OTTAWA – Leaked documents detailing the conditions surrounding the departure of the government’s now-disgraced public sector integrity commissioner show she is walking away with approximately $130,000 beyond the $407,000 she received in severance pay – all of which the opposition Liberals have labelled "hush money."

The additional funds, which are in addition to the severance amount Postmedia News reported earlier this week, represent 28 weeks pay for accrued and unused vacation.

Christiane Ouimet resigned last October, just weeks before the auditor general released a report slamming her for failing to do her job properly.

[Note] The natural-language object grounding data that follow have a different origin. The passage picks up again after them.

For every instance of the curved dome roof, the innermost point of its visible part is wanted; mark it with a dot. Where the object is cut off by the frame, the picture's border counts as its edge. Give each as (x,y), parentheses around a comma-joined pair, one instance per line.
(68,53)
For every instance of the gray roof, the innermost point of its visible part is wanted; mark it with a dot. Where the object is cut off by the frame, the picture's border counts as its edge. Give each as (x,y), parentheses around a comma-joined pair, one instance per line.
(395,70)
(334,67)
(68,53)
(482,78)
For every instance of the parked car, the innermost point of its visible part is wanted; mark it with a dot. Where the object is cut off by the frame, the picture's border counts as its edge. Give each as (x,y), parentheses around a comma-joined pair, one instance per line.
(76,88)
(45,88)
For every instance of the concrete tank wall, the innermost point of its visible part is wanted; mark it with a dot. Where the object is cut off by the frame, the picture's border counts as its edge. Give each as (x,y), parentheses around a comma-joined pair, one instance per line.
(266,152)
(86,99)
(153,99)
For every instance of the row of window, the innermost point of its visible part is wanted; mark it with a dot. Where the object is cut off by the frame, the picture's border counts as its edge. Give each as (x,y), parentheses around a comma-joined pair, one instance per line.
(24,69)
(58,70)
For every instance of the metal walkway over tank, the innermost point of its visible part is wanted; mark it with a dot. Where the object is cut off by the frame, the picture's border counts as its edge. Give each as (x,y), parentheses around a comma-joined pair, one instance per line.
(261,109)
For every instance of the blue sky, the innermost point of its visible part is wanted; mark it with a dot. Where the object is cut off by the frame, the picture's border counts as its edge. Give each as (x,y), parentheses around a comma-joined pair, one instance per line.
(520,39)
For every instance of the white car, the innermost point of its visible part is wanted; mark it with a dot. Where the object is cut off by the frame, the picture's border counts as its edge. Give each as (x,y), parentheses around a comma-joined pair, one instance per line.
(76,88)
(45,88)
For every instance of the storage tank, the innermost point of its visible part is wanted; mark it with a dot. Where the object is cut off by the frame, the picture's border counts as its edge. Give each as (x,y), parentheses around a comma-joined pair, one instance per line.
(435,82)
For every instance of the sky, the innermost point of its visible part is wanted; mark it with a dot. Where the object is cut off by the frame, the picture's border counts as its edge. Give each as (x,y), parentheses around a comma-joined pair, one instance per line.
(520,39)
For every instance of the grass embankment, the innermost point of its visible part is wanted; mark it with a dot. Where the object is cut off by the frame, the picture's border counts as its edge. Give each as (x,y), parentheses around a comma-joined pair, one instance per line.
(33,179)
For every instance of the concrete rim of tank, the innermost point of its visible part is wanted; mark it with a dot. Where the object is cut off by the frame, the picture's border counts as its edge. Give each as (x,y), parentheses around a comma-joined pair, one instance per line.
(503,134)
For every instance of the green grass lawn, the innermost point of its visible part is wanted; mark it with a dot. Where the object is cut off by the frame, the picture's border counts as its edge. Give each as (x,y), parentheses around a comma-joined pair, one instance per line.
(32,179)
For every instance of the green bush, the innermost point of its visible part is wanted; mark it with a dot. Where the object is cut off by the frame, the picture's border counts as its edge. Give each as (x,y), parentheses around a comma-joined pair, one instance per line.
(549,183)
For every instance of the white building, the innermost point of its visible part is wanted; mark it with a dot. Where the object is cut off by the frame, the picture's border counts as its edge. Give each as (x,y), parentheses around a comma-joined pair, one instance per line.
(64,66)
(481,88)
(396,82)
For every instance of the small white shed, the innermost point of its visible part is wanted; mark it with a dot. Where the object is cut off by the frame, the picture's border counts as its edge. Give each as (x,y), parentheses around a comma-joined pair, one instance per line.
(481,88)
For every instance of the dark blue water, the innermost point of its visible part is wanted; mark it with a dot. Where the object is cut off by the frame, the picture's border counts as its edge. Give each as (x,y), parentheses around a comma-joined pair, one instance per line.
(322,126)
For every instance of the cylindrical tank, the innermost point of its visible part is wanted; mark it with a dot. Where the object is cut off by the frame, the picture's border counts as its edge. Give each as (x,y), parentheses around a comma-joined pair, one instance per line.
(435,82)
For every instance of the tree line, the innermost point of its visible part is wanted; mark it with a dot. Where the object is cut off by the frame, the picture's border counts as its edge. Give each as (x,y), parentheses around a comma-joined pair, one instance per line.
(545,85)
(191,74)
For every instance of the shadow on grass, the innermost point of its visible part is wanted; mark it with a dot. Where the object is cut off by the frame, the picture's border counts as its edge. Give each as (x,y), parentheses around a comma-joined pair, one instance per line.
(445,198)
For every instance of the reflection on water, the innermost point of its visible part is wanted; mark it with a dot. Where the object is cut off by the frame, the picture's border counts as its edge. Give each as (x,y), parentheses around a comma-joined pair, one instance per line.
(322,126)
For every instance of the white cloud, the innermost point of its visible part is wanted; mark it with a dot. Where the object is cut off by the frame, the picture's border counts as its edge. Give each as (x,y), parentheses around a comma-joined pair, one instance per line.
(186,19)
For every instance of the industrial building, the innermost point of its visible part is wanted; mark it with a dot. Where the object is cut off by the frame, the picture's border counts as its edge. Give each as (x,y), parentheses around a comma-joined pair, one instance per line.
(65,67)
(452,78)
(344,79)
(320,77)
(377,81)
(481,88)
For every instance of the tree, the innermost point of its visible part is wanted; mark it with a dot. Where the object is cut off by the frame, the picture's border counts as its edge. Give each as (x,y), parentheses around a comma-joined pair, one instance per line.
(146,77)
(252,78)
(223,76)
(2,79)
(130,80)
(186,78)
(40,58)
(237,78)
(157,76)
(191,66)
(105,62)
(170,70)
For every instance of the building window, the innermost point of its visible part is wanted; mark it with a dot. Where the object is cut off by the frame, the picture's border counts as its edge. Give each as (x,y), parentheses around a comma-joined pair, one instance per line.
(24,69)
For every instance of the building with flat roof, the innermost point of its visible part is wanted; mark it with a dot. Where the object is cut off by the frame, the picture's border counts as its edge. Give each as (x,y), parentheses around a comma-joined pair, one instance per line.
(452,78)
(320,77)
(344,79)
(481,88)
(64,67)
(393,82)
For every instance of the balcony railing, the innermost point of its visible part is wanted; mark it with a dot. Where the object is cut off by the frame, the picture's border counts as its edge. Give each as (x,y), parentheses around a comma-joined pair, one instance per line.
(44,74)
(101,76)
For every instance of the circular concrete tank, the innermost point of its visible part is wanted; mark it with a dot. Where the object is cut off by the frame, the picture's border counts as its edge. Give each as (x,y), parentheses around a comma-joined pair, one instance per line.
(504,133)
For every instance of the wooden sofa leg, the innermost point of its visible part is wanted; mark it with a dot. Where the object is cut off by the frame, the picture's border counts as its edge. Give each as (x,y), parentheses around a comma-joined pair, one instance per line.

The conditions of her departure were signed by Ouimet and Wayne Wouters, who as Clerk of the Privy Council is the government’s top bureaucrat. The document, signed within the first two weeks of October, stipulates that Ouimet cannot say or do anything that may "impair the reputation" or "be otherwise detrimental" to either the office she once held or to the Government of Canada.

That favour is returned in a clause of the document that says, "the parties shall not engage in any criticism against each other, personally or through another person including media representatives, on any matter in which Christiane Ouimet was involved during her appointment."

Those clauses, said Liberal MP Navdeep Bains, signal that government is trying to keep the former commissioner quiet.

"This clearly demonstrates she had a gag order," Bains said. "It shows how far the prime minister is willing to go to keep her quiet."

Ouimet was appointed commissioner in April 2007 and tasked with protecting government whistleblowers seeking to disclose wrongdoing in the federal public sector.

She abruptly quit her post in October 2010, four years before the scheduled end of her term, while Auditor General Sheila Fraser was investigating the office.

Fraser’s report found the office – which has an $11-million budget – investigated only five of 228 complaints filed during Ouimet’s three-and-a-half-year tenure.

Ouimet also berated, intimidated and yelled and swore at her staff, the report said.

The office of the public sector integrity commissioner is one of several watchdog offices whose heads are supposed to report to Parliament, not the government.

The House of Commons committee on which Bains sits has been studying the affair since Fraser released her report in December.

Almost immediately after the release of the report, the public accounts committee sent invitations for Ouimet to appear and testify. The repeated requests were ignored, prompting the committee to ask the Privy Council – the public service agency which serves the Prime Minister’s Office and cabinet – to release all documents and communications between the public sector integrity commissioner and the agency.

Some of the emails were released at a committee meeting this week, but the severance agreement was kept confidential at the request of the Privy Council.

Some emails in the file of released communications show email threads and letters between Ouimet and the Privy Council, Public Safety Minister Vic Toews and President of the Treasury Board Stockwell Day.

There are also emails between Mario Dion, appointed by the Conservatives as interim commissioner in the wake of Ouimet’s departure, and Privy Council.

"They are accountable to Parliament, but with some of these emails their independence is being questioned," Bains said.

Lawyer Ivan Whitehall contacted the chair of the public accounts committee last month on behalf of Ouimet. She is expected to appear at committee March 10.

A call to Whitehall’s Ottawa office was not immediately returned late Friday afternoon.